His lips fold in and he shakes his head. He wants out of here. I can feel his edginess.
“Maybe we should go back and ask her more detailed questions,” I suggest.
“No way,” he says. “I’m not entertaining that again.” He starts to walk away, and I consider going back in there myself. I’m just about to take my first step toward the shop when the “Open” sign in the window turns off. The shop is in sudden darkness. I chew on the inside of my cheek. I could come back when Silas isn’t around. Maybe she’d talk to me more.
“Charlie!” he calls.
I run after him until we’re walking side by side again. We can see our breath as we walk. When did it get this cold? I rub my hands together.
“I’m hungry,” I say.
“You’re always hungry. I’ve never seen someone so small eat so much.”
He doesn’t offer to feed me this time, so I continue to walk beside him. “What just happened back there?” I ask. I’m trying to make a joke of it, but my stomach feels funny.
“Someone tried to scare us. That’s it.”
I look up at Silas. Mostly everything together except those shoulders, which are tense. “But what if she’s right? What if there weren’t any blank cards in her tarot deck?”
“No,” he says. “Just no.”
I bite my lip and sidestep a man dancing backward down the sidewalk.
“I don’t understand how you can dismiss something so easily, considering our circumstances,” I say from between my teeth. “Don’t you think—”
“Why don’t we talk about something else,” Silas says.
“Right, like what we’re going to do next weekend? Or how about we talk about what we did last weekend? Or maybe we talk about…” I smack my hand against my forehead. “The Electric Crush Diner.” How could I forget about that?
“What?” Silas asks. “What’s that?”
“We were there. You and me, last weekend. I found a receipt in my jeans pocket.” Silas is watching me recount all of this with a look of mild annoyance on his face. “I took Janette there for dinner last night. A server recognized me.”
“Hey!” he yells over my shoulder. “If you touch her with that I’ll break you in half!”
I glance behind me and see a man pointing a foam finger at my butt. He backs off when he sees the look on Silas’s face.
“Why didn’t you tell me that?” Silas says under his breath, directing his attention back to me. “That’s not like tarot readers, that’s something important.”

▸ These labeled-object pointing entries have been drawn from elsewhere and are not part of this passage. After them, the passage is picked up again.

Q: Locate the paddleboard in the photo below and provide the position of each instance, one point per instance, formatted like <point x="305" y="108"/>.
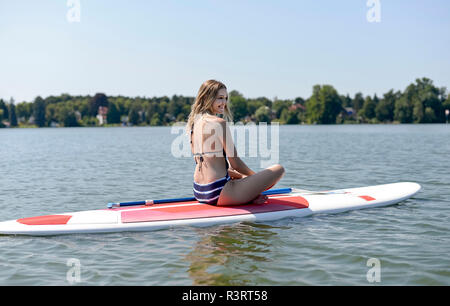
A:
<point x="162" y="216"/>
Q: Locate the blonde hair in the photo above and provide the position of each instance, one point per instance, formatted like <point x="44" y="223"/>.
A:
<point x="206" y="96"/>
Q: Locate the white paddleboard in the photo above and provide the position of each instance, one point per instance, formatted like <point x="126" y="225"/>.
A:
<point x="161" y="216"/>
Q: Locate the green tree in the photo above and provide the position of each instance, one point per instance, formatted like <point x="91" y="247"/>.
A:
<point x="324" y="105"/>
<point x="39" y="111"/>
<point x="368" y="109"/>
<point x="155" y="120"/>
<point x="12" y="114"/>
<point x="385" y="109"/>
<point x="67" y="117"/>
<point x="133" y="115"/>
<point x="99" y="99"/>
<point x="4" y="107"/>
<point x="238" y="106"/>
<point x="290" y="116"/>
<point x="262" y="114"/>
<point x="279" y="106"/>
<point x="358" y="102"/>
<point x="113" y="115"/>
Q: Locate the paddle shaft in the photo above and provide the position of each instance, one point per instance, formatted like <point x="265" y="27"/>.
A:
<point x="162" y="201"/>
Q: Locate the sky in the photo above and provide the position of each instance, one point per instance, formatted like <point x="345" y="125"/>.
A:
<point x="270" y="48"/>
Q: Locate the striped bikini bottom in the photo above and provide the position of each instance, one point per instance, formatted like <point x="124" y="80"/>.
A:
<point x="209" y="193"/>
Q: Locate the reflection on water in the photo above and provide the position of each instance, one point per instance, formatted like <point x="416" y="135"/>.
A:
<point x="228" y="255"/>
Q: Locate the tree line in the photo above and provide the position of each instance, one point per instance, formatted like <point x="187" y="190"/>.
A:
<point x="420" y="102"/>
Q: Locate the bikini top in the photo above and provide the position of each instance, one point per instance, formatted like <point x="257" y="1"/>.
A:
<point x="203" y="153"/>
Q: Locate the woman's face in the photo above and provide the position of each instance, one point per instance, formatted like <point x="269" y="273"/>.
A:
<point x="218" y="106"/>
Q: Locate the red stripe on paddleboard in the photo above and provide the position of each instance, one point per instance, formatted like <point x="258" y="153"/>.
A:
<point x="210" y="211"/>
<point x="45" y="220"/>
<point x="367" y="198"/>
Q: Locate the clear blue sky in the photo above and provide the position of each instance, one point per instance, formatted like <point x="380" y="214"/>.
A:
<point x="259" y="47"/>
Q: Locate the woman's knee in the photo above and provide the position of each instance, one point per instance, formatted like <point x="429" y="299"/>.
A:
<point x="278" y="169"/>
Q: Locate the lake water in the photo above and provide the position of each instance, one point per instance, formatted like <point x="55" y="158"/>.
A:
<point x="45" y="171"/>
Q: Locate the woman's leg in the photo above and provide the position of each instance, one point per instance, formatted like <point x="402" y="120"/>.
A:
<point x="244" y="190"/>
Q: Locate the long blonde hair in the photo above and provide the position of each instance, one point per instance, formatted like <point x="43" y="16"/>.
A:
<point x="206" y="96"/>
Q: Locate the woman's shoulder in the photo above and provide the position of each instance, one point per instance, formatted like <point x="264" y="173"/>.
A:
<point x="214" y="119"/>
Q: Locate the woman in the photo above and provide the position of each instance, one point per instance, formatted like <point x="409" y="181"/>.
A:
<point x="215" y="181"/>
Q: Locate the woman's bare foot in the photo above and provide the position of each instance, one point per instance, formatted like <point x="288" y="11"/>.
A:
<point x="261" y="199"/>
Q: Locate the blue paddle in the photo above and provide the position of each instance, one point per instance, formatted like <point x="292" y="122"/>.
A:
<point x="162" y="201"/>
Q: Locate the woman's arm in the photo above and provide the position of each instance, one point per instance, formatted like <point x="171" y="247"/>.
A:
<point x="237" y="164"/>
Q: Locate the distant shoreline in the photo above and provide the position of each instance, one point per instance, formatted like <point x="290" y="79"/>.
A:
<point x="421" y="102"/>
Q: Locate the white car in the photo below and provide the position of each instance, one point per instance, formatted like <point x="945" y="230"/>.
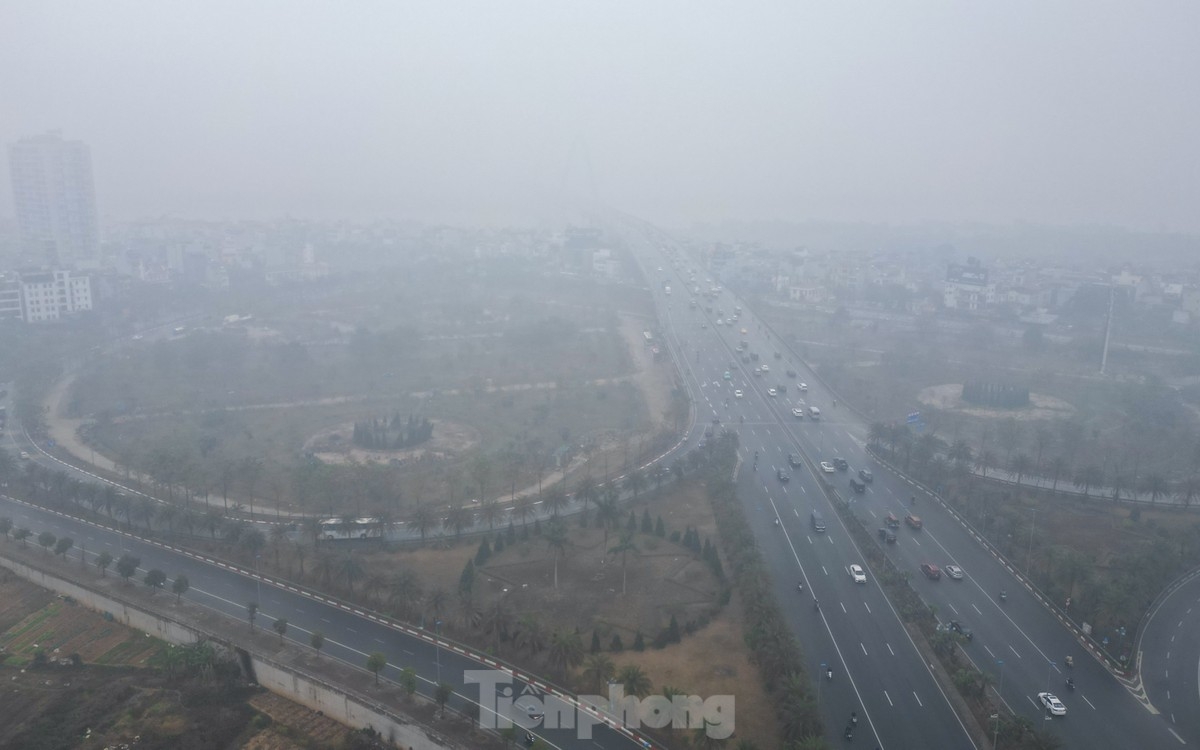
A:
<point x="1053" y="703"/>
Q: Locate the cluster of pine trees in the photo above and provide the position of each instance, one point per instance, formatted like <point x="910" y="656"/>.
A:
<point x="391" y="433"/>
<point x="995" y="395"/>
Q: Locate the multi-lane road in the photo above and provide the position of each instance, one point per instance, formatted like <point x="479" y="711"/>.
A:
<point x="877" y="669"/>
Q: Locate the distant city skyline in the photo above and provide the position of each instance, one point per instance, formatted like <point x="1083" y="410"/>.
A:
<point x="54" y="199"/>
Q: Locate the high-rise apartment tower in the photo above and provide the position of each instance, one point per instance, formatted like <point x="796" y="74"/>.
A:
<point x="55" y="199"/>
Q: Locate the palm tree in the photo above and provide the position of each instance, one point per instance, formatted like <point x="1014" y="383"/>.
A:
<point x="1057" y="468"/>
<point x="635" y="681"/>
<point x="565" y="651"/>
<point x="496" y="623"/>
<point x="598" y="670"/>
<point x="491" y="511"/>
<point x="1187" y="490"/>
<point x="555" y="501"/>
<point x="635" y="481"/>
<point x="522" y="508"/>
<point x="457" y="520"/>
<point x="351" y="569"/>
<point x="1020" y="466"/>
<point x="556" y="539"/>
<point x="1089" y="477"/>
<point x="1156" y="485"/>
<point x="607" y="515"/>
<point x="624" y="546"/>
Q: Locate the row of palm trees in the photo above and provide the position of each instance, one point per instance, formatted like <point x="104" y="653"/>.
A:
<point x="939" y="460"/>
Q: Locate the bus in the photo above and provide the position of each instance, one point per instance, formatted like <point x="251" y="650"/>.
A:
<point x="351" y="528"/>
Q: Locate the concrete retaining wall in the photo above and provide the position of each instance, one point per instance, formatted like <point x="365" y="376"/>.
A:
<point x="288" y="682"/>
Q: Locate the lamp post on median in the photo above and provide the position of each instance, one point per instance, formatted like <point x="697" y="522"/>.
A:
<point x="437" y="646"/>
<point x="1029" y="556"/>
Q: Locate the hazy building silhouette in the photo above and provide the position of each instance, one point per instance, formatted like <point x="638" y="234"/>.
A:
<point x="55" y="199"/>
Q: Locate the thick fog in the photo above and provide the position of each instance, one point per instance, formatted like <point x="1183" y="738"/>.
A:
<point x="1062" y="113"/>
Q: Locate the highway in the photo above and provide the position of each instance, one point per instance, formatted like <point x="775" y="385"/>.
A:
<point x="879" y="671"/>
<point x="348" y="636"/>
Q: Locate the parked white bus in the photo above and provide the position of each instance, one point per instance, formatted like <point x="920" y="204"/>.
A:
<point x="352" y="528"/>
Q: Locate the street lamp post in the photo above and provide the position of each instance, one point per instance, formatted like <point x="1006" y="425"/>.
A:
<point x="437" y="646"/>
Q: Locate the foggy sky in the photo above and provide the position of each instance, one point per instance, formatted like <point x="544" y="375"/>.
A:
<point x="1072" y="112"/>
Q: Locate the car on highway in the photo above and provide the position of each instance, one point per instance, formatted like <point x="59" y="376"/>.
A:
<point x="959" y="628"/>
<point x="1051" y="703"/>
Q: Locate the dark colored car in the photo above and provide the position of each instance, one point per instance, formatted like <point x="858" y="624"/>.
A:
<point x="959" y="628"/>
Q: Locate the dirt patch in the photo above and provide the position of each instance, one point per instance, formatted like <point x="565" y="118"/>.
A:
<point x="59" y="628"/>
<point x="449" y="441"/>
<point x="948" y="397"/>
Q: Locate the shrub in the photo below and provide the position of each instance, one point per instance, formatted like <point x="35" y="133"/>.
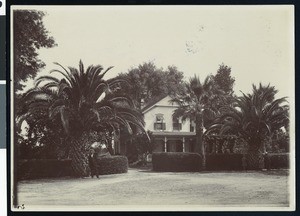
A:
<point x="176" y="162"/>
<point x="277" y="161"/>
<point x="218" y="162"/>
<point x="49" y="168"/>
<point x="112" y="165"/>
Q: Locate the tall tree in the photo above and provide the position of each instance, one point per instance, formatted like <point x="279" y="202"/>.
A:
<point x="254" y="117"/>
<point x="147" y="82"/>
<point x="82" y="102"/>
<point x="29" y="35"/>
<point x="224" y="80"/>
<point x="193" y="103"/>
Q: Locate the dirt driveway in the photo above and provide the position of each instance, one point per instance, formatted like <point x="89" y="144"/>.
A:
<point x="140" y="189"/>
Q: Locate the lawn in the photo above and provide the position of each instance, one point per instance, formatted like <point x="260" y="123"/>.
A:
<point x="139" y="189"/>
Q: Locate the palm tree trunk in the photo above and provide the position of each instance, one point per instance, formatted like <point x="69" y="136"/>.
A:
<point x="255" y="160"/>
<point x="78" y="156"/>
<point x="199" y="139"/>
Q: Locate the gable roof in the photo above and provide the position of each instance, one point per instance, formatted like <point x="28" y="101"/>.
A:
<point x="153" y="103"/>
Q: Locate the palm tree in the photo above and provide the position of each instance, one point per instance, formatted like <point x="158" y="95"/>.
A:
<point x="254" y="117"/>
<point x="81" y="102"/>
<point x="195" y="103"/>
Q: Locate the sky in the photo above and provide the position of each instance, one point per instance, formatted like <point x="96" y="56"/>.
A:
<point x="257" y="42"/>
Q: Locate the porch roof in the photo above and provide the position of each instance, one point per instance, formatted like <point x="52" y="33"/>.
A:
<point x="173" y="133"/>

“I really don’t know. I meant to…”
He grabs my hand, but this time it’s not for the pleasure of our palms pressing together. He drags me down the street with one hand while typing something into his phone with the other. I’m both impressed and mildly annoyed at being spoken to like that. We may have been something in our other life, but in this life I don’t even know his middle name.

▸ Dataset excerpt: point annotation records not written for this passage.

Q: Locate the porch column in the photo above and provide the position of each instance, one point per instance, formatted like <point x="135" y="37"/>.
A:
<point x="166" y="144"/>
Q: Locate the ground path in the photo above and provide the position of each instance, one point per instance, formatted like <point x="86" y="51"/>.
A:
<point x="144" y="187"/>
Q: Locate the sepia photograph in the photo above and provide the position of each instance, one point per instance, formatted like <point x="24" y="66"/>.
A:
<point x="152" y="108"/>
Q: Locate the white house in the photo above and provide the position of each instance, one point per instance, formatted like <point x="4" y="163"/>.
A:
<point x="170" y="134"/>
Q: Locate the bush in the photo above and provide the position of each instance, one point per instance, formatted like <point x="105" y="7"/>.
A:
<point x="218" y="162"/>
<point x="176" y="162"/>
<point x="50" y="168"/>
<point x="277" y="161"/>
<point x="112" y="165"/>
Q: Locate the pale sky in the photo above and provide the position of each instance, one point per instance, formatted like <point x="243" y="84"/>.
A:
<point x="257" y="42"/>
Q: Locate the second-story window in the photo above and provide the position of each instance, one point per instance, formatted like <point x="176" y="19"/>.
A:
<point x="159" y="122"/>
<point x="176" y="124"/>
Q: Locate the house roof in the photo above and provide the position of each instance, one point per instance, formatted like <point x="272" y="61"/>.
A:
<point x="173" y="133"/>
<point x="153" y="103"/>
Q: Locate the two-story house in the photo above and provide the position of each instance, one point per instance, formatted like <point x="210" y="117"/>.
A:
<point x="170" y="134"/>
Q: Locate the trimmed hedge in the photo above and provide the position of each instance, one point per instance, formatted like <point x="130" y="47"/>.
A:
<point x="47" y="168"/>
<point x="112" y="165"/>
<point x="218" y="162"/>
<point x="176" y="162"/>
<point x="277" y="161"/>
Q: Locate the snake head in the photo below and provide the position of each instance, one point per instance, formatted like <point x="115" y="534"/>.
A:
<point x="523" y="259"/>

“It’s on North Rampart Street,” I say, helpfully.
He’s pissed. I kind of like the emo-ness of it. We pass through a park with a fountain. Street vendors have set up their artwork along the fence; they stare at us as we pass by. Silas is taking one step to my three. I trot to keep up. We walk so far until my feet hurt and finally I yank my hand free of his.
He stops and turns around.
I don’t know what to say, or what I’m mad at, so I place my hands on my hips and glare at him.
“What’s wrong with you?” he says.
“I don’t know!” I shout. “But you can’t just drag me around the city! I can’t walk as fast as you and my feet hurt.”
This feels familiar. Why does this feel familiar?
He looks away and I can see the muscles working in his jaw. He turns back to me and everything happens quickly. He takes two steps and scoops me off my feet. Then he resumes his pace with my bouncing ever so slightly in his arms. After my initial squeal, I settle down and clasp my arms around his neck. I like it up here where I can smell his cologne and touch his skin. I don’t recall seeing perfume among Charlie’s things, and I doubt I would have thought to put any on. What does that say about Silas? That in the midst of all of this, he thought to pick up a bottle and spray cologne on his neck before he left the house this morning. Was he always the type of person who cared about the little things—like smelling good?
As I think these thoughts, Silas stops to ask a woman who has fallen in the street if she’s all right. She’s drunk and sloppy. When she tries to stand up, she steps on the hem of her dress and falls back down. Silas sets me down on the sidewalk and goes to help her.
“Are you bleeding? Did you hurt yourself?” he asks. He helps her stand, leads her back to where I’m waiting. She slurs her words and pats him on the cheek, and I wonder if he knew when he went to help her that she was homeless. I wouldn’t touch her. She smells. I step away from both of them, and watch him watch her. He’s concerned. He keeps his eyes on her until she’s stumbled off down the next street, and then he swings his head around to find me.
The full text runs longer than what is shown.